MIR is designed to be used for different languages, including C. Standard ruby methods implemented on C, e.g. times
, can be translated into MIR and user-defined Ruby block called by times
can be translated into MIR too (may be through intermediate C translation), then MIR for times
and the block can be intermixed (inlined) and optimized. So MIR permits optimization of code written on different languages. In this way MIR can be used not only for Ruby but for other dynamic language implementations (e.g. CPython).
MIR also makes easy implementation of classical compiler optimizations because it is an extension of tuple based IR.

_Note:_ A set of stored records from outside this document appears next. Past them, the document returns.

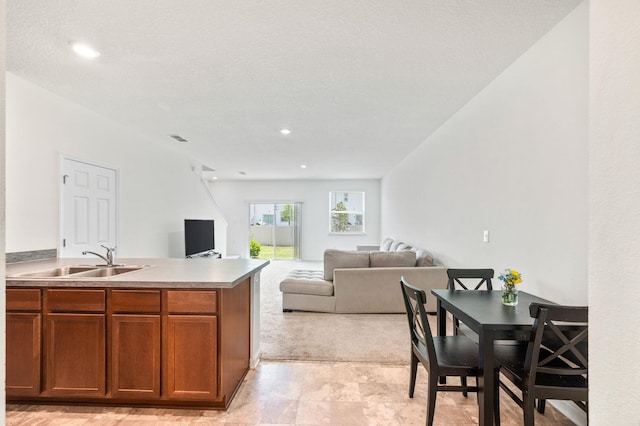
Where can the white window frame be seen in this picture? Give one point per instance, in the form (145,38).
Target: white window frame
(354,202)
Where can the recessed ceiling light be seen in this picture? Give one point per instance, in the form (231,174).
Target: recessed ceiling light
(178,138)
(84,50)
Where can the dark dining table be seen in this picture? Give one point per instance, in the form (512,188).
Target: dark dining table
(483,312)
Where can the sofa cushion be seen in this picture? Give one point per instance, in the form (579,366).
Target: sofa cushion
(381,259)
(403,246)
(386,244)
(301,281)
(343,259)
(424,258)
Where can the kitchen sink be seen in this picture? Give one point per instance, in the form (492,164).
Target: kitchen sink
(80,272)
(106,271)
(55,272)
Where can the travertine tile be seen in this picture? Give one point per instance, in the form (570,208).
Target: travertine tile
(299,393)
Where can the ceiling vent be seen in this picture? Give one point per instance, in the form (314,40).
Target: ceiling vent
(179,138)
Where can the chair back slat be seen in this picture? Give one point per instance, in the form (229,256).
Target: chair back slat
(470,279)
(559,342)
(415,300)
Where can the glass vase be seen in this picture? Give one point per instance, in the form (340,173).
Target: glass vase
(509,295)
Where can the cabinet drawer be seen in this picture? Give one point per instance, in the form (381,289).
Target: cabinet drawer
(192,302)
(23,299)
(123,301)
(75,300)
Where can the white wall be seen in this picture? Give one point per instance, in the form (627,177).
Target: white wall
(3,302)
(158,188)
(512,161)
(234,197)
(614,206)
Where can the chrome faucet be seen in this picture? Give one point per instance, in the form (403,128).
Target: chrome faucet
(108,258)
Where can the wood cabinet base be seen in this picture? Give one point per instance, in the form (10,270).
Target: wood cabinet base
(128,347)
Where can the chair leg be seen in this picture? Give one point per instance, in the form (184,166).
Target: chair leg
(528,406)
(431,401)
(496,398)
(414,372)
(541,405)
(463,382)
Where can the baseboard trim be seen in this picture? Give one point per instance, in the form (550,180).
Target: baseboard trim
(571,410)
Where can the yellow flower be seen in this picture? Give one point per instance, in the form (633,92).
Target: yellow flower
(511,277)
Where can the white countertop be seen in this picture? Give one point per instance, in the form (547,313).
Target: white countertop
(174,273)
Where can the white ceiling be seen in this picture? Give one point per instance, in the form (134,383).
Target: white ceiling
(360,83)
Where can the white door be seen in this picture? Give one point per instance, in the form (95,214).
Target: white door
(88,208)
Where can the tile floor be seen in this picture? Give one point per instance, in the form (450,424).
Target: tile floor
(300,393)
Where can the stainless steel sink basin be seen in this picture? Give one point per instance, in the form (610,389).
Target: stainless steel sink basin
(55,272)
(80,272)
(108,271)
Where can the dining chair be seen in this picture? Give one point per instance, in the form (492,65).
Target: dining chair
(554,364)
(468,279)
(441,356)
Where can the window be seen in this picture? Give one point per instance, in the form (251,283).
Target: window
(346,212)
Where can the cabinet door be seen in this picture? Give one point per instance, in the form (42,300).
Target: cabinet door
(23,354)
(74,347)
(135,356)
(191,368)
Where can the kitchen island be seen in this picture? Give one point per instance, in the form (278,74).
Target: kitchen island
(146,332)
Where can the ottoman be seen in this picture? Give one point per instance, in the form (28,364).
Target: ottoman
(307,290)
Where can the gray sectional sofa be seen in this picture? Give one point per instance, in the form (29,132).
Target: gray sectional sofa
(358,281)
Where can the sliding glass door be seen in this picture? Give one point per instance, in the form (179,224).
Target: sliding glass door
(274,230)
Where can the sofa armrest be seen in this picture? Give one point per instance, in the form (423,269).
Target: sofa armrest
(377,290)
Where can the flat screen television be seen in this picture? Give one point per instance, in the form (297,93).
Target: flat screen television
(199,237)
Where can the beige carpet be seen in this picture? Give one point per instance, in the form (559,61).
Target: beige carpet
(308,336)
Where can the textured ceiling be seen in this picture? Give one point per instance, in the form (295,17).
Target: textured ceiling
(360,83)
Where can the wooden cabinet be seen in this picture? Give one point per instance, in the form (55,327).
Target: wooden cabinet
(24,334)
(135,344)
(191,345)
(191,365)
(74,343)
(151,347)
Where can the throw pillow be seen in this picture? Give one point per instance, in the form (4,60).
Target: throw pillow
(394,245)
(386,243)
(424,258)
(343,259)
(382,259)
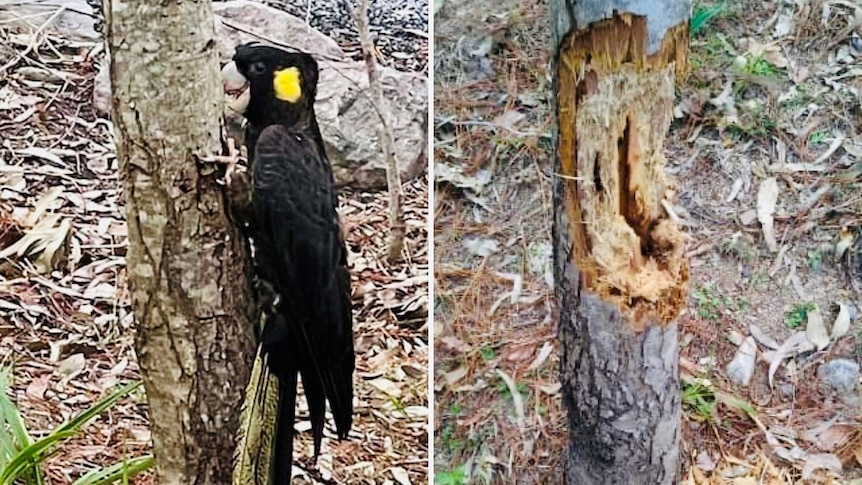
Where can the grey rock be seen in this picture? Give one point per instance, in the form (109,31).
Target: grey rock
(235,19)
(76,22)
(349,123)
(840,376)
(347,118)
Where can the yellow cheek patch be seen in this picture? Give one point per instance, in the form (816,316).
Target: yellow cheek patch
(286,85)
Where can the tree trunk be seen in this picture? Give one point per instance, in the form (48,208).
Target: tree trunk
(621,273)
(397,228)
(192,303)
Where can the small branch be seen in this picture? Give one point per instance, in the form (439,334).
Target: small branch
(384,133)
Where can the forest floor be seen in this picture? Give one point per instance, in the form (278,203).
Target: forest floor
(65,317)
(773,95)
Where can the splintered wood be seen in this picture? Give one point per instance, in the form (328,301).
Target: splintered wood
(615,106)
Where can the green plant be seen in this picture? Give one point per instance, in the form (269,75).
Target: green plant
(487,353)
(758,66)
(699,399)
(21,455)
(798,315)
(815,260)
(507,393)
(709,302)
(454,477)
(450,442)
(702,14)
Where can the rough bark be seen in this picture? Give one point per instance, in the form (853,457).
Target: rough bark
(622,277)
(397,228)
(191,300)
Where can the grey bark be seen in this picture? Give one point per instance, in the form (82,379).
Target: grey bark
(568,15)
(620,385)
(397,228)
(187,264)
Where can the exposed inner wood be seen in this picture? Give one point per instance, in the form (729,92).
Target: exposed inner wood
(615,106)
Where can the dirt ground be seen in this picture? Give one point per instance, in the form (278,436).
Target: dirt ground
(65,318)
(773,95)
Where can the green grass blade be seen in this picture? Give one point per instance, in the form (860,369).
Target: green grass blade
(117,471)
(31,455)
(9,414)
(80,420)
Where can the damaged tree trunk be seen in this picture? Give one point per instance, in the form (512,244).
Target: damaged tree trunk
(621,272)
(191,299)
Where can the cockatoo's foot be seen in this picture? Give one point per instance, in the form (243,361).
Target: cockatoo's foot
(231,160)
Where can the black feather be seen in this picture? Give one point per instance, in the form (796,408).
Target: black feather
(299,250)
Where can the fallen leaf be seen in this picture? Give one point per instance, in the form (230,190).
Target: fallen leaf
(842,322)
(797,342)
(481,247)
(815,331)
(37,387)
(767,196)
(454,376)
(517,400)
(71,366)
(456,176)
(520,353)
(400,475)
(455,344)
(820,461)
(741,368)
(386,386)
(540,359)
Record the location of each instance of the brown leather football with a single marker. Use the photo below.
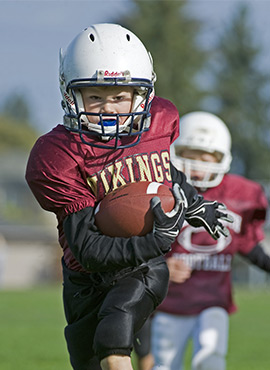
(126, 211)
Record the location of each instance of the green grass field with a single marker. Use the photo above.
(32, 322)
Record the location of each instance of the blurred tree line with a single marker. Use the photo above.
(226, 80)
(16, 131)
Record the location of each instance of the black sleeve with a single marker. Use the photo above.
(99, 253)
(258, 257)
(180, 178)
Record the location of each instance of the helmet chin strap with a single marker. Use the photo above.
(108, 122)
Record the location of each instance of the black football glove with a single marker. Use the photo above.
(207, 214)
(167, 225)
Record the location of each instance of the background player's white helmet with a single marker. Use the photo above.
(206, 132)
(106, 55)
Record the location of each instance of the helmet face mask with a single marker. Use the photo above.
(202, 132)
(115, 49)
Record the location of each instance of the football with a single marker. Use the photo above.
(126, 211)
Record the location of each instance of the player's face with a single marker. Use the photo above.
(198, 155)
(109, 100)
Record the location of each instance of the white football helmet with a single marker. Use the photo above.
(206, 132)
(106, 55)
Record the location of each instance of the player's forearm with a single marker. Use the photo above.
(258, 257)
(97, 252)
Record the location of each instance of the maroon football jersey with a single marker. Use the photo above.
(66, 175)
(211, 261)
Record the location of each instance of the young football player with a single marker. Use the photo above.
(199, 307)
(115, 132)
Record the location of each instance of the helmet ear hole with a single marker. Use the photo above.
(92, 37)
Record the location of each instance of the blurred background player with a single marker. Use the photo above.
(199, 307)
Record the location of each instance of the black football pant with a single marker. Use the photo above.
(103, 316)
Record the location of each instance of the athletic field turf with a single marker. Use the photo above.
(32, 322)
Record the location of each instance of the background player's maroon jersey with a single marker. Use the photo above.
(66, 175)
(211, 261)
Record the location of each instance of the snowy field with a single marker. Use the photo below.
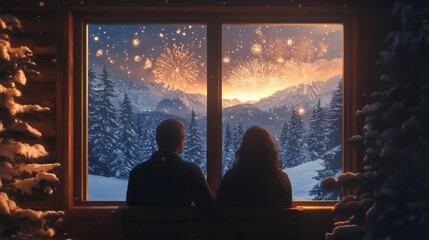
(106, 189)
(301, 177)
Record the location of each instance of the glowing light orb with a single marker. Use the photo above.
(259, 77)
(147, 64)
(307, 75)
(99, 53)
(137, 58)
(256, 49)
(176, 68)
(136, 42)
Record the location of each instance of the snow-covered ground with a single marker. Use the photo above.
(106, 189)
(301, 178)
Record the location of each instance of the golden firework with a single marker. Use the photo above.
(176, 68)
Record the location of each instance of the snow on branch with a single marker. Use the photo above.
(18, 108)
(33, 168)
(4, 50)
(10, 22)
(27, 185)
(9, 150)
(9, 92)
(25, 127)
(7, 171)
(19, 77)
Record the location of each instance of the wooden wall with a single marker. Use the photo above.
(43, 25)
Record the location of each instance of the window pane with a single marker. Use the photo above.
(288, 79)
(139, 75)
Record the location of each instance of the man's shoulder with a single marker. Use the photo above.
(141, 166)
(190, 166)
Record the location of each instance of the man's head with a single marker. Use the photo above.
(170, 135)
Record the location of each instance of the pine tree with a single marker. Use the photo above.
(335, 117)
(94, 164)
(194, 150)
(24, 163)
(283, 144)
(107, 127)
(127, 137)
(228, 150)
(392, 186)
(332, 164)
(295, 141)
(316, 132)
(238, 136)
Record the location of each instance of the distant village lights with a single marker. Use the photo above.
(136, 42)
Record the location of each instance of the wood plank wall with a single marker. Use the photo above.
(41, 34)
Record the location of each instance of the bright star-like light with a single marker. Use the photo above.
(136, 42)
(99, 53)
(256, 49)
(137, 58)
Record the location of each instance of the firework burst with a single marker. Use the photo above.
(176, 68)
(250, 75)
(307, 75)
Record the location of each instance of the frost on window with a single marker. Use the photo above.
(139, 75)
(288, 79)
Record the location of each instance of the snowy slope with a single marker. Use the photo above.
(301, 178)
(106, 188)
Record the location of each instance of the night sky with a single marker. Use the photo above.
(257, 59)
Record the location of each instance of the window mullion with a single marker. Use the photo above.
(214, 104)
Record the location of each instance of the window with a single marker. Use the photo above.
(288, 79)
(239, 71)
(139, 75)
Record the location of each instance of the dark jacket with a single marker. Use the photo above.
(167, 180)
(254, 188)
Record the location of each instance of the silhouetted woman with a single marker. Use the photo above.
(256, 179)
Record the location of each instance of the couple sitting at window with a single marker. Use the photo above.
(255, 180)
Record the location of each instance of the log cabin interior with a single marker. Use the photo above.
(62, 35)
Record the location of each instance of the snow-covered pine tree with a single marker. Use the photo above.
(140, 139)
(316, 132)
(149, 137)
(24, 172)
(228, 150)
(332, 164)
(393, 195)
(107, 127)
(194, 150)
(334, 117)
(237, 136)
(94, 164)
(283, 143)
(127, 138)
(295, 142)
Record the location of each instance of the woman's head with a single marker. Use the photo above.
(258, 150)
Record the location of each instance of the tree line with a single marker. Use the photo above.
(119, 139)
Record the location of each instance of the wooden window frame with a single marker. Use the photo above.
(72, 91)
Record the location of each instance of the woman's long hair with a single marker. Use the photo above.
(258, 151)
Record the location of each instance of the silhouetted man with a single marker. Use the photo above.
(167, 180)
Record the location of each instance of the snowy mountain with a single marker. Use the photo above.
(151, 97)
(291, 95)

You probably wrote about inlining methods (blocks) implemented on Ruby into another Ruby method. It is more constrained approach. Although if most standard Ruby methods like times
will be rewritten on Ruby, it is less constraint approach but I am not sure that the overall machine code generated quality will be not worse. Probably it is also double approach if type information (type annotation can be used for this) and info about absence of integer overflow from standard methods rewritten from C to Ruby can be propagated and used.
Still for further improvement of YJIT you need some IR to optimize machine code generated from several VM insns. Right now YJIT is just a simple template code generator for given value types.
In any case, I am just at the very beginning to use MIR project for CRuby JIT and YJIT is a real thing. And it is the only thing that matters.
Updated by k0kubun (Takashi Kokubun) about 3 years ago
- Description updated (diff)
Updated by k0kubun (Takashi Kokubun) about 3 years ago
MIR is designed to be used for different languages, including C. Standard ruby methods implemented on C, e.g. times, can be translated into MIR and user-defined Ruby block called by times can be translated into MIR too (may be through intermediate C translation), then MIR for times and the block can be intermixed (inlined) and optimized. So MIR permits optimization of code written on different languages.
When #times
calls a Ruby block, how does MIR associate a vm_yield
call from the C function of #times
with the MIR of the Ruby block? When it just calls a C function that does direct-threading with the iseq of the Ruby block, it's not necessarily straightforward to inline the MIR of the block iseq, which is just a pointer used by a C function. I guess you need to rely on a MIR-specific C language extension guarded by #ifdef
? At least the approach doesn't seem to work for pure C code or MJIT.
However, if it's possible to inline Ruby methods called from a C method (called from a Ruby method) without rewriting the C method with Ruby, that would be fantastic. The performance impact of rewriting #times
with Ruby seems trivial https://github.com/ruby/ruby/pull/3656, but it seems a bit harder to keep the interpreter performance when you rewrite #each
and #map
with Ruby https://github.com/ruby/ruby/pull/3658 https://github.com/ruby/ruby/pull/3666, which allows you to look at invokeblock and inline the iseq. If we have a tier-1 JIT that is enabled by default on all platforms and compiles all methods early, we could eventually ignore the interpreter performance and rewrite them with Ruby as long as JIT-ed performance (without inlining a block) is comparable to the original C code though.